…people love this story or hate it.

—Chuck Palahniuk

My husband—a huge Kesey fan—has been shoving this book at me for years. We have three copies in our house. Yet, all I’ve managed to do over twenty-five years of marriage is move them from one bookshelf or end table to the next. My disinterest may have been the result of seeing the movie so many times, but I can no longer claim such a neutral stance. For I have become part of the group of people Chuck Palahniuk talks about in his Foreword to One Flew Over the Cuckoo’s Nest. I loved and hated it.

Let’s talk about hate. I struggled in the first half of the book, could only read in short spurts. Kesey’s debut is touted as one of the books that changed the shape and energy of the modern novel. The story smacks right into the reader’s face, so much to digest, to question, so much sadness around each sentence. I believed the novel was too intelligent for me to grasp. No matter how hard I tried I couldn’t get a handle on the fog? Does it really exist? Does Big Nurse have it pumped into the ward, or is it the result of the meds the patients are given?
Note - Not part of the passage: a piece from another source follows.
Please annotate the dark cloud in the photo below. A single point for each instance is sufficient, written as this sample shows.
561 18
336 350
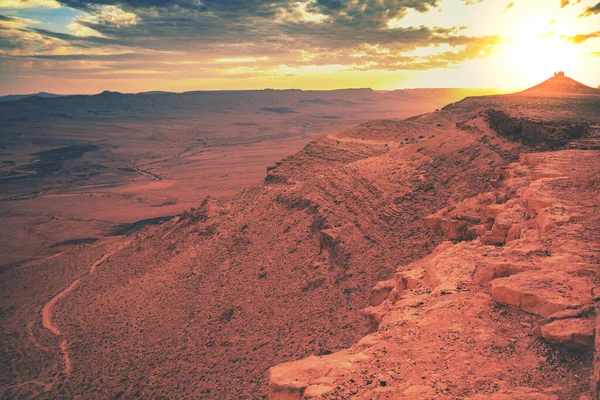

The faces blow past in the fog like confetti. 

I’m further off than I’ve ever been. This is what it’s like to be dead. I guess this is what it’s like to be a Vegetable; you lose yourself in the fog. You don’t move.

I was confused and frustrated, but the thread of tension throughout made me itch, like watching a master chess player setting up the board to kill the Queen and capture the King.

A lot can be learned about a character through dialogue. Elmore Leonard chose dialogue over description to express the essence of character. But Kesey’s descriptions of Big Nurse are so pin-point precise dialogue is unnecessary. In fact, Big Nurse says very little at all, yet her very presence petrifies us.

She can’t have them see her face like this, white and warped with fury. She uses all the power of control that’s in her. Gradually the lips gather together again under the little white nose, run together, like the red-hot wire had got hot enough to melt, shimmer a second, then click solid as the molten metal sets, growing cold and strangely dull.

I was awestruck by the writing. But once McMurphy realized Big Nurse could keep him longer than his initial sentence and a patient died, an overwhelming sense of hopelessness made me close the book.

Three weeks later I went back in, backtracked a bit and I woke up just like Chief.

I woke and the dorm was clean and silent; except for the soft breathing of the men and the stuff rattling around loose under the brittle ribs of the two old Vegetables, it was dead quiet. A window was up, and the air in the dorm was clear and had a taste to it made me feel kind of giddy and drunk, gave me a sudden yen to get up out of bed and do something.

The more Chief became an active participant the more engaged I was as a reader. This is when hate turned to love and I realized the magical power of Ken Kesey’s writing.

I’ve experienced twin-like empathy for many a character in literature. These are the books I’ve read over and over again. One Flew Over the Cuckoo’s Nest connected me with character in a different way. I became possessed. I was sucked into Chief’s fog, and became detached and uninterested, hoping to be left alone in my own misery. But McMurphy refuses to let the machine win. He prods and wedges open the bars of the hospital long enough for the all of the Acutes, including me, to be lured into believing we have a power of our own.

The wave of awakening was joyful and the book took off, an odd adventure with the strangest bedfellows. It’s a story of hope anchored in the cement of despair. It’s the kind of hope that can be won by those willing to become a witness long enough to chose the option never offered.

It’s easy to hate Kesey’s novel. Stories that force us to examine our lives and choices are hard to digest. Most often we reach for books to escape the grind of our daily existence. To meet our inadequacies head on is no picnic. But it’s the only way to unleash the confidence we need to ride through the life we were meant to live. A book everyone needs to read once.

Dip into One Flew Over the Cuckoo’s Nest.